Nilson Gomes é pré-candidato do DEM a prefeito de Goiânia | Foto: Divulgação
Nilson Gomes é pré-candidato do DEM a prefeito de Goiânia | Foto: Divulgação

O jornalista e advogado Nilson Gomes, pré-candidato do DEM a prefeito de Goiânia, quer que “as autoridades deixem em paz os motoristas de aplicativos”.

Por ele, prefeituras como de Aparecida e da Capital devem se contentar com os 50 mil empregos gerados por Uber, 99 e outros aplicativos de transporte de passageiros e entrega de alimentos.

“Não tem de inventar regulamentação ou outros palavrões da burocracia”, receita o jornalista.

Nilson Gomes considera injusto o tratamento fiscal dado aos novos empreendedores.

Motoristas de app | Foto: Reprodução
Motoristas de app | Foto: Reprodução

“Empresas de ônibus são bilionárias e compram seus veículos sem impostos federais nem estaduais.
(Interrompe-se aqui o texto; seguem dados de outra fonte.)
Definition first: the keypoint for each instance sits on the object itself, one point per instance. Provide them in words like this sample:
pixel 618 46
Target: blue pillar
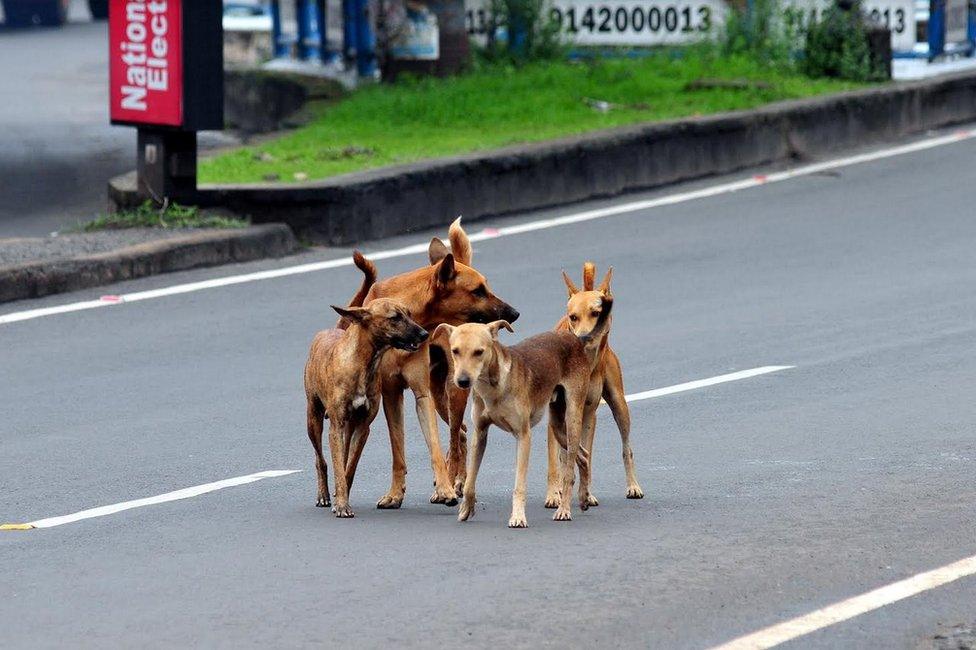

Assim também são os produtores rurais, os taxistas, todos isentos. Por que os motoristas de aplicativos têm de pagar até 42% de tributos?”.

O caminho, de acordo com seu planejamento, é a parceria entre os governos federal e estadual, dos quais é aliado, “para isentar quem sustenta a família dirigindo dia e noite”.

Locadoras 

Para Nilson Gomes, “o maior absurdo” é o caso das locadoras de veículos.

“Elas compram os carros sem impostos e alugam para os motoristas de aplicativos com o preço cheio”, aponta.

“O coitado vira escravo do aluguel”. Suas contas são simples: com a locação mensal de R$ 1.400, “em dois anos a vítima quita o carro para a locadora e continua a pé”.

Nilson Gomes articula para direcionar os financiamentos oficiais (Goiás Empreendedor, Agência de Fomento, FCO, BNDES) aos motoristas de aplicativos e outros microempreendedores.

“Durante as últimas décadas, apenas os graúdos tiveram acesso ao dinheiro a juros camaradas. Chegou a vez do pequeno”, afirma.

Nilson Gomes | Foto: Divulgação
Nilson Gomes | Foto: Divulgação

Centrais de monitoramento

Outro projeto do pré-candidato é implantar centrais de monitoramento para interligar as transmissões via celular em horários e ocasiões que os motoristas considerarem suspeitos.

“Não vai custar 1 centavo sequer para o motorista e vai impedir a violência que já custou a saúde e até a vida de trabalhadores do volante”, garante Nilson Gomes, enquanto calcula ser possível que a Cide (o imposto da gasolina) indenize quem sofre violência.

“É vital remunerar o motorista pelos dias parados após acidente ou assalto, consertar seu carro ou lhe restituir com um em igual estado, além de pagar tratamento físico e psicológico e bancar pensão por morte”.